His mandate to govern is composed of many, often contradictory pieces. Part of it wants to build a wall on the border of Mexico; part of it does not want to pay a dime to do it. Part of his supporters want the US government to invest in upgrading the country’s infrastructure; part of it helped block Barack Obama’s attempts to do that. Part of his support wants to repeal Obamacare; part of it just renewed or registered for it. Part of his support wants to repeal trade treaties and stop globalization; part of it has been the strongest supporters of free global trade. Part of his supporters want to confront China: another part were the primary supporters of bringing them into the global market.
Donald Trump proved to be the Republican candidate most capable of attracting the two awkwardly co-existing forces within the Party: the traditionalist social and economically conservative pro-business party and the more nationalistic Tea Party movement. He did it by appealing to the Tea Party elements first and then persuading the more traditional elements that he would be better for them than Hillary Clinton. Not many thought it possible.

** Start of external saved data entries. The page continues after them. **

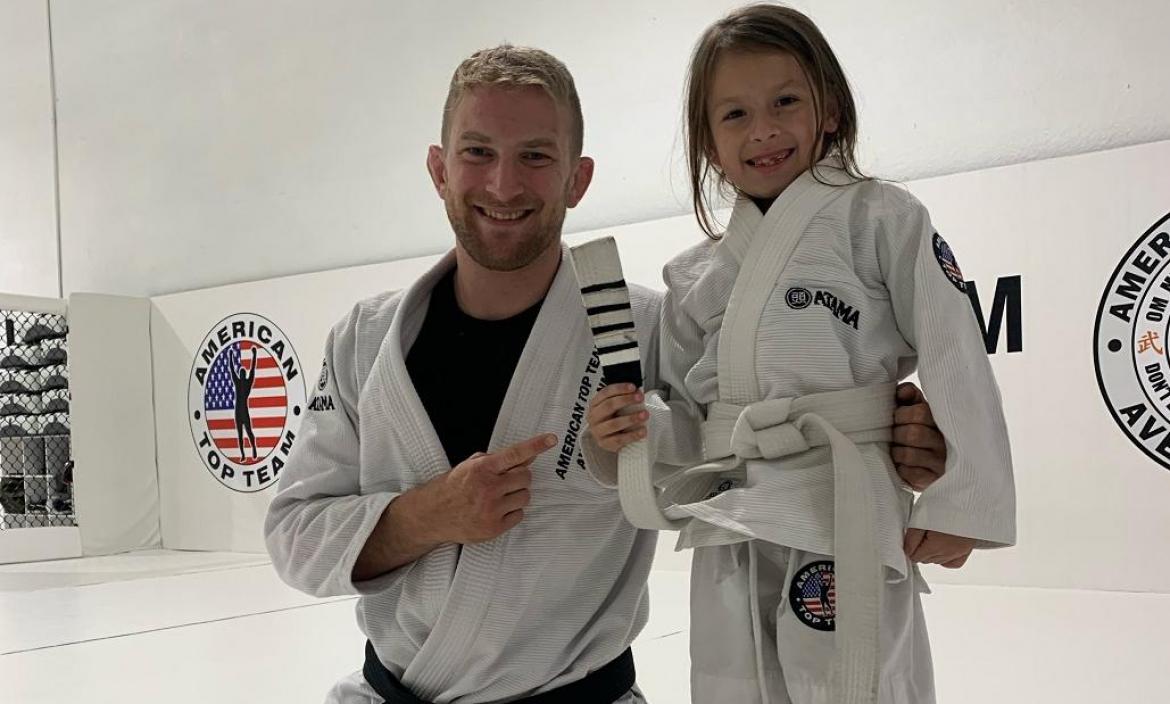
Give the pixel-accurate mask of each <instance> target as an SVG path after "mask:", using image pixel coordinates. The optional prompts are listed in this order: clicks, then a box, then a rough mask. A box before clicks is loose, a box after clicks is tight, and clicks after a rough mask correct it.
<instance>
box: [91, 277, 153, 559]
mask: <svg viewBox="0 0 1170 704" xmlns="http://www.w3.org/2000/svg"><path fill="white" fill-rule="evenodd" d="M150 315H151V305H150V301H147V299H146V298H130V297H123V296H108V295H94V294H75V295H73V296H70V297H69V372H70V395H71V398H73V401H71V403H73V405H71V407H70V421H71V423H73V428H71V429H73V457H74V460H75V461H76V463H77V472H76V478H75V485H74V503H75V505H76V509H77V511H76V512H77V525H78V526H80V527H81V538H82V550H83V551H84V553H85V554H87V555H98V554H112V553H117V552H125V551H128V550H143V548H147V547H157V546H158V545H159V544H160V541H161V540H160V537H159V511H158V506H159V501H158V470H157V465H156V458H154V457H156V449H154V442H156V435H154V393H153V388H152V375H151V348H150V340H151V330H150Z"/></svg>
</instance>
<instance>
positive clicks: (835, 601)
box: [789, 560, 837, 631]
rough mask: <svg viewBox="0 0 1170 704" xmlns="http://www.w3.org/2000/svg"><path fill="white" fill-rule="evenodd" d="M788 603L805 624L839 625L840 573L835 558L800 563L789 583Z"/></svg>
mask: <svg viewBox="0 0 1170 704" xmlns="http://www.w3.org/2000/svg"><path fill="white" fill-rule="evenodd" d="M789 603H790V605H791V606H792V612H793V613H794V614H796V616H797V617H798V619H799V620H800V622H801V623H804V624H805V626H807V627H810V628H813V629H817V630H826V631H830V630H834V629H835V628H837V577H835V572H834V570H833V561H832V560H818V561H815V562H811V564H808V565H805V566H804V567H801V568H800V570H799V571H798V572H797V574H796V577H793V578H792V584H791V585H789Z"/></svg>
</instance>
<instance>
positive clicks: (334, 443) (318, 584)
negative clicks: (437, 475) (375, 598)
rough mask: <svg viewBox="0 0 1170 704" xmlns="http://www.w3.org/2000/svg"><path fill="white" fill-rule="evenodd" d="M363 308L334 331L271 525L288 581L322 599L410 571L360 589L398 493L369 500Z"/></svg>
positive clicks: (268, 516) (271, 511)
mask: <svg viewBox="0 0 1170 704" xmlns="http://www.w3.org/2000/svg"><path fill="white" fill-rule="evenodd" d="M357 315H358V313H357V309H355V311H353V312H352V313H351V315H350V316H349V317H347V318H346V319H344V320H342V322H340V323H338V324H337V325H336V326H335V327H333V330H332V331H331V332H330V334H329V338H328V340H326V343H325V360H324V365H323V371H322V375H321V378H319V379H318V380H315V384H316V386H315V387H314V391H315V394H314V399H312V401H310V403H309V409H307V410H305V417H304V420H303V421H302V423H301V430H300V435H301V436H300V437H298V439H297V443H296V447H295V448H294V450H292V453H291V455H290V456H289V461H288V464H287V465H285V467H284V470H283V472H282V474H281V479H280V484H278V490H277V494H276V496H275V497H274V498H273V502H271V504H269V506H268V515H267V517H266V519H264V541H266V544H267V546H268V554H269V555H270V557H271V559H273V566H274V567H275V568H276V572H277V574H280V577H281V579H283V580H284V581H285V582H288V584H289V585H290V586H292V587H294V588H296V589H300V591H302V592H307V593H309V594H312V595H315V596H336V595H343V594H367V593H374V592H379V591H381V589H384V588H385V587H386V586H388V585H390V584H392V582H393V581H394V580H395V579H398V578H399V577H400V575H401V574H405V570H407V568H408V567H409V566H408V565H407V566H404V567H400V568H399V570H395V571H393V572H390V573H387V574H384V575H381V577H378V578H376V579H372V580H369V581H364V582H355V581H353V580H352V572H353V565H355V562H356V561H357V558H358V554H359V553H360V552H362V548H363V547H364V546H365V543H366V540H367V539H369V537H370V534H371V532H372V531H373V529H374V526H376V525H377V523H378V519H379V518H380V517H381V513H383V511H385V510H386V506H387V505H388V504H390V502H391V501H393V499H394V498H397V497H398V494H393V492H385V491H383V492H377V494H370V495H363V494H362V484H360V469H359V462H360V460H359V457H360V453H359V441H358V427H359V419H358V414H357V407H358V403H357V398H358V388H359V387H358V382H357V368H356V364H355V337H356V334H355V327H356V326H355V318H357Z"/></svg>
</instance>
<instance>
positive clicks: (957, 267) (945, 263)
mask: <svg viewBox="0 0 1170 704" xmlns="http://www.w3.org/2000/svg"><path fill="white" fill-rule="evenodd" d="M932 243H934V246H935V258H936V260H938V265H940V267H942V268H943V275H944V276H945V277H947V281H949V282H951V283H952V284H955V288H956V289H958V290H959V292H961V294H965V292H966V281H964V279H963V271H961V270H959V268H958V262H957V261H955V253H954V251H951V248H950V244H948V243H947V240H943V239H942V236H941V235H940V234H938V233H935V236H934V240H932Z"/></svg>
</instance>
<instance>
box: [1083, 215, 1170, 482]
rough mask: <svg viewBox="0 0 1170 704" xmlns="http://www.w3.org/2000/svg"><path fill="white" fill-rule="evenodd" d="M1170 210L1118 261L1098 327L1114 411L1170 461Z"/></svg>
mask: <svg viewBox="0 0 1170 704" xmlns="http://www.w3.org/2000/svg"><path fill="white" fill-rule="evenodd" d="M1168 221H1170V214H1166V215H1165V216H1164V218H1162V220H1158V221H1157V222H1155V223H1154V227H1151V228H1150V229H1148V230H1145V234H1143V235H1142V236H1141V237H1140V239H1138V240H1137V242H1135V243H1134V246H1133V247H1130V248H1129V251H1127V253H1126V256H1124V257H1123V258H1122V260H1121V263H1120V264H1117V268H1116V269H1114V271H1113V276H1112V277H1109V283H1108V285H1107V287H1106V290H1104V294H1103V295H1102V296H1101V305H1100V306H1097V315H1096V324H1095V325H1094V331H1093V361H1094V364H1095V365H1096V375H1097V386H1100V387H1101V395H1102V398H1103V399H1104V402H1106V406H1107V407H1108V408H1109V414H1110V415H1113V420H1115V421H1116V422H1117V426H1119V427H1120V428H1121V429H1122V432H1124V433H1126V435H1127V436H1128V437H1129V440H1130V441H1131V442H1133V443H1134V444H1136V446H1137V447H1138V448H1140V449H1141V450H1142V451H1143V453H1145V455H1147V456H1148V457H1150V458H1151V460H1154V461H1155V462H1157V463H1158V464H1161V465H1162V467H1163V468H1165V469H1170V379H1168V378H1166V377H1168V374H1170V371H1168V370H1170V357H1168V354H1166V352H1168V348H1166V337H1168V332H1166V329H1168V325H1170V311H1168V306H1170V227H1168Z"/></svg>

His next task will require a different set of tools. On January 20th, the president-elect will move from words to action. The presidency is a battle of attrition. With each decision, you win or lose support. Since elections allow promises and governing requires compromise, it helps to start with a large margin of voters who are unified about what they want you do. President Obama promised hope and change– which meant different things to different people– and went from 69.5 million votes in 2008 to 66 million votes four years later (on the other hand, Reagan, Clinton and George W. Bush all increased their vote count). Donald Trump has a margin of a little over 100,000 votes in three states, and a nearly 3 million vote deficit nationwide. He has no support he can lose and still win the next election. That means that he likely will not only need to keep the Republicans in Congress on his side, but find some support among the Democrats for his economic agenda. The key pivot point of his presidency may be Chuck Schumer, the new Democratic leader of the Senate and longtime acquaintance from New York whose political career was aided by Trump donations in the past.